There are several words that you are using to describe this situation that could be hindering your ability to see all of your daughter's options :) If you believe that she "requires" and "needs" therapy, that her skills are "below where they should be", then these are thoughts that focus your energy in only one direction- therapy.

The most important thing to consider is the fact that your daughter doesn't want to go to therapy and doesn't see any benefit in attending right now. Right now is not forever and if she doesn't want to be there, is she really going to make any progress? Another thing to consider is her relationship with the therapist. Even if her therapist is kind, the sessions, by their very nature, are set up with one person (therapist) knowing the "right way" to do something and the other person (your daughter) not knowing and needing to be "fixed".

My two younger sons both would be considered candidates for speech therapy, according to the developmental charts measuring such things. Neither of them has any interest at all in receiving assistance right now, though they have both attended speech therapy in the past. Arthur, our 9yo, is pretty introspective and isn't driven to talk with too many people outside of his family.
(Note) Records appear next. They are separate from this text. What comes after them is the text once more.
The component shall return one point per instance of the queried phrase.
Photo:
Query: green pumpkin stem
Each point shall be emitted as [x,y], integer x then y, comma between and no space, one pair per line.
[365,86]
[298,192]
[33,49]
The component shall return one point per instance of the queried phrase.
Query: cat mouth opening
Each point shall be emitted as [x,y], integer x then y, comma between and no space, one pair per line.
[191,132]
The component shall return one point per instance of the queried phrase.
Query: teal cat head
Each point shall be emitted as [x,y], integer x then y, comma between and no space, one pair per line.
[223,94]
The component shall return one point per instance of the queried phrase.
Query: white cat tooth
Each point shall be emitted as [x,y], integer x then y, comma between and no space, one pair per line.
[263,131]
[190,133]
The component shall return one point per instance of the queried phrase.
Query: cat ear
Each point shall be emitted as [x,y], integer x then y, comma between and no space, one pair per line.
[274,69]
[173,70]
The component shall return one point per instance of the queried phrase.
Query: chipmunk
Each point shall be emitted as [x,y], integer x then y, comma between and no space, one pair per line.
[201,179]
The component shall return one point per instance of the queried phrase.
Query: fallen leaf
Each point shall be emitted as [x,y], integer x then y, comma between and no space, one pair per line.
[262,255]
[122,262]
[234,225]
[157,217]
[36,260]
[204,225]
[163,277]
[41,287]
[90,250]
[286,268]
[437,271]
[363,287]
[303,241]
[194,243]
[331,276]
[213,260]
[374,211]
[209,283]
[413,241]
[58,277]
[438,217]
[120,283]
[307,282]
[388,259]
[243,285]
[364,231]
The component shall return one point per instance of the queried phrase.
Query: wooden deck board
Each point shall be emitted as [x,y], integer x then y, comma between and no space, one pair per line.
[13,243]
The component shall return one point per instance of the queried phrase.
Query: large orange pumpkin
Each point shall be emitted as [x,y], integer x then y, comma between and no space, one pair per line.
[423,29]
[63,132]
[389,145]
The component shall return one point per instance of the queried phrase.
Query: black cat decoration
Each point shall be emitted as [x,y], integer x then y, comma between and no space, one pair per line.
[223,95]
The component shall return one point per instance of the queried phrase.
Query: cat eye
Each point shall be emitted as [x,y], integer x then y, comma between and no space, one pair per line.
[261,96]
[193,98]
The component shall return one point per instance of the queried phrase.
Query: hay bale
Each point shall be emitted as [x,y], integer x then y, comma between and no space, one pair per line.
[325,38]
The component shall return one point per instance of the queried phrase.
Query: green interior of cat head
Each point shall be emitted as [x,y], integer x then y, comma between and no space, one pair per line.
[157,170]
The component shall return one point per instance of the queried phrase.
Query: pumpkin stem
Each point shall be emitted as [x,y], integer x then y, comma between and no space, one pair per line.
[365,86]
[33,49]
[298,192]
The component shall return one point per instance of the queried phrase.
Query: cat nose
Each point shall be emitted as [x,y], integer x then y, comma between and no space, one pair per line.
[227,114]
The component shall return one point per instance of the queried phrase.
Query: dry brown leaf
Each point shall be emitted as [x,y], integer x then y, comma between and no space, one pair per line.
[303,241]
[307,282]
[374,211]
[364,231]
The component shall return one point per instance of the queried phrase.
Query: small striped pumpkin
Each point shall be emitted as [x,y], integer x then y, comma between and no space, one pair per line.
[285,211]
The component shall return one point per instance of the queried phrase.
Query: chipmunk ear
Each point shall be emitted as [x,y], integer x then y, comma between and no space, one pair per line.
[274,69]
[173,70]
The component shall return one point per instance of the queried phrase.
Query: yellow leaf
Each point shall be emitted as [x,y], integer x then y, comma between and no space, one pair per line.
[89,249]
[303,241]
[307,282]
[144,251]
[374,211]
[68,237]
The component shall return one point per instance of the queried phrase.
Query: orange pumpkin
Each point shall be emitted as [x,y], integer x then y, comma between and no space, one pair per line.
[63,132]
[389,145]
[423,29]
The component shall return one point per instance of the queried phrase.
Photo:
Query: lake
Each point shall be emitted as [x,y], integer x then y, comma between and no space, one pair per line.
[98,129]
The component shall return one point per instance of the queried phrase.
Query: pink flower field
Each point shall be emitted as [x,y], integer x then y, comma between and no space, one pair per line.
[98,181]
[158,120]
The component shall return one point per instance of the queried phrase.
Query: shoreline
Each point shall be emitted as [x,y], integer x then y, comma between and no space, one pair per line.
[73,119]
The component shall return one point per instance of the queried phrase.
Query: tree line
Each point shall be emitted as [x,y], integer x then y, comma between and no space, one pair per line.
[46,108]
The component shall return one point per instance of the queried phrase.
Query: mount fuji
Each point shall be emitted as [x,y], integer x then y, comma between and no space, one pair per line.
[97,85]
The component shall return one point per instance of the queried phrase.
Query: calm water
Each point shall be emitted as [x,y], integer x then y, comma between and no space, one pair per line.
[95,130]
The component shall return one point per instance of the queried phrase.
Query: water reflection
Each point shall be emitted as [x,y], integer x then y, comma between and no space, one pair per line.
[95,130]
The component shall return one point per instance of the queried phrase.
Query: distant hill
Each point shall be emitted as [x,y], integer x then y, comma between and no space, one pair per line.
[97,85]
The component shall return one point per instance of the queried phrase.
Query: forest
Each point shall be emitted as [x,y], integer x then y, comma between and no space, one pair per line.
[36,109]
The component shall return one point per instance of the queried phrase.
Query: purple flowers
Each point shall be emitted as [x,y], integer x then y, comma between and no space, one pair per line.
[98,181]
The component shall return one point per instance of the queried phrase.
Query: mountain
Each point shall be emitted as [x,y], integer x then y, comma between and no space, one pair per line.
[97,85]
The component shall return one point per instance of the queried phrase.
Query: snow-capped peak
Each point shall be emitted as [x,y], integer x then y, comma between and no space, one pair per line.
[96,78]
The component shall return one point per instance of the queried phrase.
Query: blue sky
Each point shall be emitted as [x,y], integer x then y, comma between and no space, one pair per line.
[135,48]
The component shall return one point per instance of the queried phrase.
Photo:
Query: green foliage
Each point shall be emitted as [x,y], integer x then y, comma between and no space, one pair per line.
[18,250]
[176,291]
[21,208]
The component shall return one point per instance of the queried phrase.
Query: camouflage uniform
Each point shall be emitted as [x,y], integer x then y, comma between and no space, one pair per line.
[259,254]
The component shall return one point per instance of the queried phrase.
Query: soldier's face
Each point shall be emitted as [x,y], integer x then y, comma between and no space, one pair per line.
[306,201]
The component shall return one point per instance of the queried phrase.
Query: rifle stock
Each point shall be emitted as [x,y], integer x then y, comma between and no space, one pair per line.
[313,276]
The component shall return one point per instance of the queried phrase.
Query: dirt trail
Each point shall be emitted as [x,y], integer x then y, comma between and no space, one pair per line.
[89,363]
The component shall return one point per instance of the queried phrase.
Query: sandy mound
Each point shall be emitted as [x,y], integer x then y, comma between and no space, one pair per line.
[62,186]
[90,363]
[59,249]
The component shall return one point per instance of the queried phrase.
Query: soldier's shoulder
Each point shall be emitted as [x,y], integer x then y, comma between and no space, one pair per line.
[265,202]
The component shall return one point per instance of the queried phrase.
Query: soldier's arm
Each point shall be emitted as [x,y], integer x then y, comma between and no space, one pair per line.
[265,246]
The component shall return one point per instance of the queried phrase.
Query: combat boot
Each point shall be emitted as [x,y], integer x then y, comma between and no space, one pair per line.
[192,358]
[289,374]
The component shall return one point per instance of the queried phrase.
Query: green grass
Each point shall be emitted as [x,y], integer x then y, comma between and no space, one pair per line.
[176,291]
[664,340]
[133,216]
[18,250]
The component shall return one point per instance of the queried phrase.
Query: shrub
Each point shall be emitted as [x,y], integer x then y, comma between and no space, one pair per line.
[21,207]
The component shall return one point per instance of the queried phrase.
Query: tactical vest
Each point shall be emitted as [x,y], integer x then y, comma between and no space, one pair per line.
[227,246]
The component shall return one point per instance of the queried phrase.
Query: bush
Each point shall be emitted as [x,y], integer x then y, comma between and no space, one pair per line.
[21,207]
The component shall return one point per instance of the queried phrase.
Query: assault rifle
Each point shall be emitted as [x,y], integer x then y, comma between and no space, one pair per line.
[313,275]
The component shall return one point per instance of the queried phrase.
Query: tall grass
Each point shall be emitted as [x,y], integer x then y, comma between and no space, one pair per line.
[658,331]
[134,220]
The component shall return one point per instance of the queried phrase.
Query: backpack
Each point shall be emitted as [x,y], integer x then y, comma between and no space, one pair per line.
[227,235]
In his case, therapy was not offering anything he wanted or needed so we stopped taking him. He communicates well, in his own way, to have his needs met. Our 7yo, Ethan, didn't enjoy therapy at all and asked to stop. He has made huge leaps in his ability to speak and be understood over the past year or so because he wants to be understood! It's important to him to be able to talk to the people he meets and he will often repeat words and phrases in an effort to speak clearly. As time goes on, I am needed less and less to "translate" for him because he is honing his skills on his own, in his own time. There is no worry about where he "should" be. He IS where he should be, for him :)

My recommendation would be to put those reports that rate your daughter's abilities in a drawer and just give her some time and space. Watch and listen to her talking, talk with her about the things that she loves without correcting any "mistakes" she might make while speaking. If she becomes frustrated later, there are many options available to her from professional therapy to books and games that you can work on at home.

Good Luck!
Heather

plaidpanties666

--- In [email protected], crystal rid <cryway2@...> wrote:
>Everyone she spends tike with now understands her 99% of he time.

That's really the point of speech, isn't it - to be understood? If she was having trouble being understood by people around her and frustrated with that, but still not wanting speech therapy, it would be worth looking into other communication methods, like sign language or the system someone recommended to Karen (sounds neat!) in her thread on bribery. But if she's comfortable with the degree to which she is being understood then its really logical for her to not be interested in "more". As far as she's concerned, "more" is too much work for nothing.

That doesn't mean it will always be too much work, but speech therapy is a mixed bag on a good day. Some speech therapists will come right out and say its of limited utility - its a good example of teaching not being the best way to learn. Kids with speech difficulties generally "progress" at a pretty similare rate whether in therapy or not.

So step back a little and take a deep breath! Not all kids are totally verbal. I have an 8yo who's not very verbal at all - its kind of surprising to me to be around her age-peers sometimes and realize just how quiet she it. She's very expressive, creative and curious about her world, but language isn't her favorite tool. That's one kind of normal ;)

---Meredith (Mo 8, Ray 16)

Joyce Fetteroll

On May 12, 2010, at 9:30 AM, crystal rid wrote:

> The thin I m most worried about is that my mom works with mentally
> challenged people some of whining never had speech and some had a
> little. A lot o them are very hard to understand and would still
> benefit from speech therapy. Yes, theyvare mentally challenged, no
> my daughter isn t although she does have some issues


Do you have any rational reason to believe your daughter will be
difficult to understand because they're difficult to understand?

Or is it just fear that you're trying to soothe?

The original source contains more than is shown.